We investigated the diagnostic yield from cardiac gene panel testing and reviewed variants of uncertain significance from patients attending three specialist cardiogenetics services in Ireland in the years 2002 to 2020.
Reviewing molecular genetic diagnostic reports of 834 patients from 820 families, the initial diagnostic yield of pathogenic/likely pathogenic variants was 237/834 patients (28.4%), increasing to 276/834 patients (33.1%) following re-evaluation of cases with variant(s) of uncertain significance. Altogether, 42/85 patients with VUS reviewed (49.4%) had a re-classification that could change their clinical management. Females were more likely to carry pathogenic/likely pathogenic variants than males (139/374, 37.2% vs 137/460, 29.8%, respectively, p = 0.03), and the diagnostic yields were highest in the 0 to < 2 years age group (6/12, 50.0%) and amongst those tested for cardiomyopathy gene panels (13/35, 37.1%). Variants in the MYBPC3/MYH7 (87/109, 79.8%) and KCNQ1/KCNH2 (91/100, 91.0%) genes were the predominant genetic causes for hypertrophic cardiomyopathy and long QT syndrome, respectively.
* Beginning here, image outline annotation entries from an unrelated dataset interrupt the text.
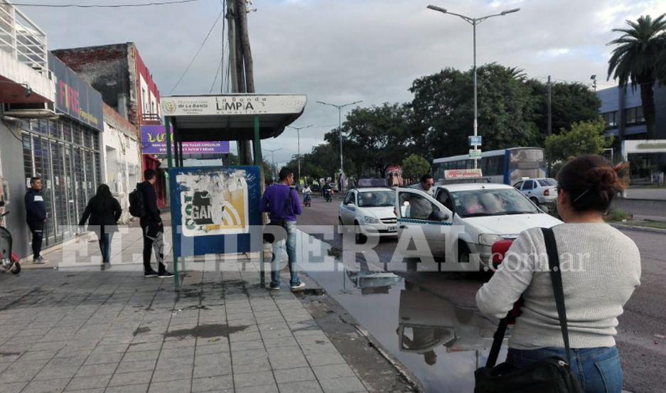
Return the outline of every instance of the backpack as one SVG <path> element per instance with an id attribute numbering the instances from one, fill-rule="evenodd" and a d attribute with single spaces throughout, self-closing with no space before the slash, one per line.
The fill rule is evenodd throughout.
<path id="1" fill-rule="evenodd" d="M 146 216 L 146 205 L 144 203 L 144 193 L 136 188 L 129 193 L 129 214 L 141 218 Z"/>

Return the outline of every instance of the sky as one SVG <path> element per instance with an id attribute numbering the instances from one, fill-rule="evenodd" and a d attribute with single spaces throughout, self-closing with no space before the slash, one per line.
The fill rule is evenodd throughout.
<path id="1" fill-rule="evenodd" d="M 148 0 L 12 0 L 26 4 L 113 4 Z M 520 8 L 477 28 L 479 65 L 517 67 L 530 77 L 590 83 L 606 81 L 612 48 L 626 19 L 666 13 L 665 0 L 254 0 L 248 15 L 259 93 L 304 94 L 308 104 L 294 125 L 301 153 L 337 126 L 337 110 L 317 104 L 362 100 L 370 107 L 412 99 L 414 80 L 442 68 L 471 67 L 472 28 L 462 19 L 426 9 L 429 4 L 478 17 Z M 127 9 L 21 7 L 48 36 L 50 49 L 134 42 L 163 96 L 178 77 L 222 9 L 222 0 Z M 222 24 L 173 94 L 208 94 L 222 53 Z M 214 92 L 220 91 L 220 79 Z M 343 114 L 344 116 L 344 114 Z M 263 147 L 281 149 L 276 163 L 297 152 L 287 129 Z"/>

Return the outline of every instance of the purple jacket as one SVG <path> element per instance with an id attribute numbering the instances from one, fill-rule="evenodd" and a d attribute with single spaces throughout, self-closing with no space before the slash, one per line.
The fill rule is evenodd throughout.
<path id="1" fill-rule="evenodd" d="M 291 196 L 291 203 L 288 202 L 289 195 Z M 259 208 L 269 213 L 271 221 L 296 221 L 296 216 L 303 212 L 299 192 L 286 184 L 269 186 L 262 197 Z"/>

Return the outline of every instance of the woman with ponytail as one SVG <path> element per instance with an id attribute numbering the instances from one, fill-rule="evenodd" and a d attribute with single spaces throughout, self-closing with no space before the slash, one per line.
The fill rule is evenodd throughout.
<path id="1" fill-rule="evenodd" d="M 571 370 L 586 393 L 621 393 L 622 367 L 615 345 L 618 316 L 640 284 L 640 254 L 633 241 L 603 221 L 624 188 L 626 165 L 597 155 L 566 163 L 557 173 L 552 228 L 560 259 L 568 320 Z M 540 228 L 520 235 L 500 269 L 476 294 L 480 311 L 503 318 L 522 296 L 509 339 L 507 362 L 525 367 L 545 357 L 566 359 Z"/>
<path id="2" fill-rule="evenodd" d="M 88 221 L 88 225 L 92 227 L 92 230 L 97 235 L 102 264 L 111 262 L 111 238 L 113 232 L 117 230 L 116 223 L 122 213 L 120 203 L 113 198 L 109 186 L 100 184 L 97 187 L 97 193 L 88 201 L 79 222 L 79 226 L 82 226 Z"/>

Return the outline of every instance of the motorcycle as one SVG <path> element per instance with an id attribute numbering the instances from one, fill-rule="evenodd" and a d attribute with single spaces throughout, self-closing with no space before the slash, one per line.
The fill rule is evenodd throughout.
<path id="1" fill-rule="evenodd" d="M 5 212 L 0 215 L 0 219 L 9 214 Z M 14 274 L 21 272 L 21 264 L 18 263 L 18 255 L 11 251 L 12 238 L 11 232 L 4 226 L 0 225 L 0 272 L 11 271 Z"/>

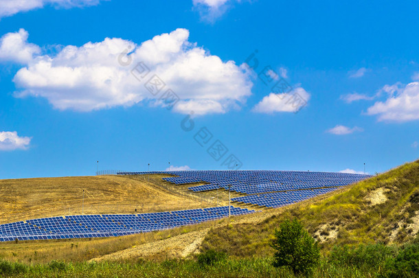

Our study highlights the importance of collation and review of pre-ACMG genetic variants to increase diagnostic utility of genetic testing for inherited heart disease. Almost half of patients with pre-ACMG VUS reviewed had their variant re-classified to likely pathogenic/likely benign which resulted in a positive clinical impact for patients and their families.
遗传性心肌病(肥厚型心肌病、扩张型心肌病、致心律失常性右室心肌病)和心脏离子通道病(长QT综合征/ Brugada综合征、儿茶酚胺敏感性多形性室性心动过速)与显著的发病率和死亡率相关;然而,先证者中家族性致病变异的诊断有助于对其高危亲属进行后续的级联筛查。
我们调查了心脏基因检测板检测的诊断率,并回顾了2002年至2020年期间在爱尔兰三家专科心脏遗传学服务机构就诊患者的意义未明变异。
回顾820个家庭中834例患者的分子遗传学诊断报告,致病/可能致病变异的初始诊断率为237/834例患者(28.4%),对意义未明变异的病例进行重新评估后,诊断率增至276/834例患者(33.1%)。总共,42/85例接受评估的意义未明变异患者(49.4%)有重新分类,这可能改变他们的临床管理。女性比男性更有可能携带致病/可能致病变异(分别为139/374,37.2% 对137/460,29.8%,p = 0.03),诊断率在0至<2岁年龄组最高(6/12,50.0%),在接受心肌病基因检测板检测的患者中最高(13/35,37.1%)。MYBPC3/MYH7(87/109,79.8%)和KCNQ1/KCNH2(91/100,91.0%)基因变异分别是肥厚型心肌病和长QT综合征的主要遗传原因。
我们的研究强调了整理和回顾美国医学遗传学与基因组学学会(ACMG)之前的基因变异对于提高遗传性心脏病基因检测诊断效用的重要性。几乎一半接受评估的ACMG之前意义未明变异患者的变异被重新分类为可能致病/可能良性,这对患者及其家庭产生了积极的临床影响。